Freeholder Joseph Scarpelli hosted a meeting last night in the North Caldwell council chambers to update residents on what steps are being taken to resolve the problem.
"I have instructed the (Essex County) Improvement Authority today to begin with the timely demolition of the four existing buildings," said William Abele, chief of staff to County Executive James Treffinger. "Demolition has already begun on one of the buildings and the others should be gone within six to eight weeks."
In addition, the ECIA, which owns the property, will begin clearing and repairing access roads to give police and sheriff's patrols easier entry, Abele noted.
County and local police have extended patrols into the early morning hours, with county police conducting "four to six sweeps" of the grounds each day, he added.
The empty buildings became a near tourist attraction for hundreds of teens and young adults across the state after being mentioned on an Internet site as a party haven, Clark said.
The influx of revelers and curiosity seekers has jammed local streets, destroyed the quiet ambiance of surrounding neighborhoods and stretched the 17-member North Caldwell Police Department to its limits, Mayor James Matarazzo said.
"We would just like a normal, quiet neighborhood," said Tracy Flanagan of Hill Street. "Our neighborhood is anything but that. We find alcohol bottles, vomit and broken glass on our property. Just imagine living like this, you'd be frustrated, too."

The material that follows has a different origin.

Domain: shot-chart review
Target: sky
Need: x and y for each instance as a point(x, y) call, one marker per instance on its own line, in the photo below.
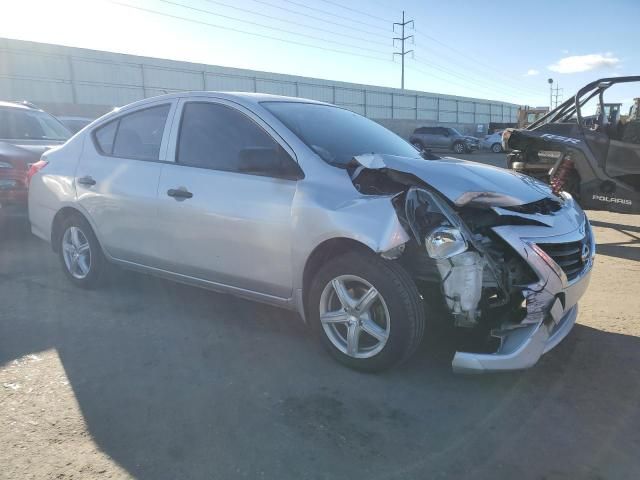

The police also have been hampered in their efforts to clear the area by both the poor access roads and security gates.
Clark said police officers are reluctant to drive into the Hilltop area because their cars are sometimes locked in by youths who pull the security chain across the road and affix their own locks. Police vehicles also have been damaged trying to negotiate the poorly maintained roads, Abele said.
"We're going to keep patrols in the area until the buildings are all down," Clark said. "But sometimes these people stay up there for three or four hours at a time."
If caught, violators are issued trespass summonses that carry $150 fines, Clark said. But catching them is often a problem. The Web site not only gives directions to the site, but tells how to avoid the police patrols.
Abele said the Essex County Prosecutor's Office has been asked to review the Web site and determine if there are any criminal violations. "It's a long shot," he said. "But if there is a violation, we could move to shut this Web site down."
Also, Councilman David Paris said North Caldwell's municipal prosecutor will be asked to seek maximum trespass penalties to discourage violators.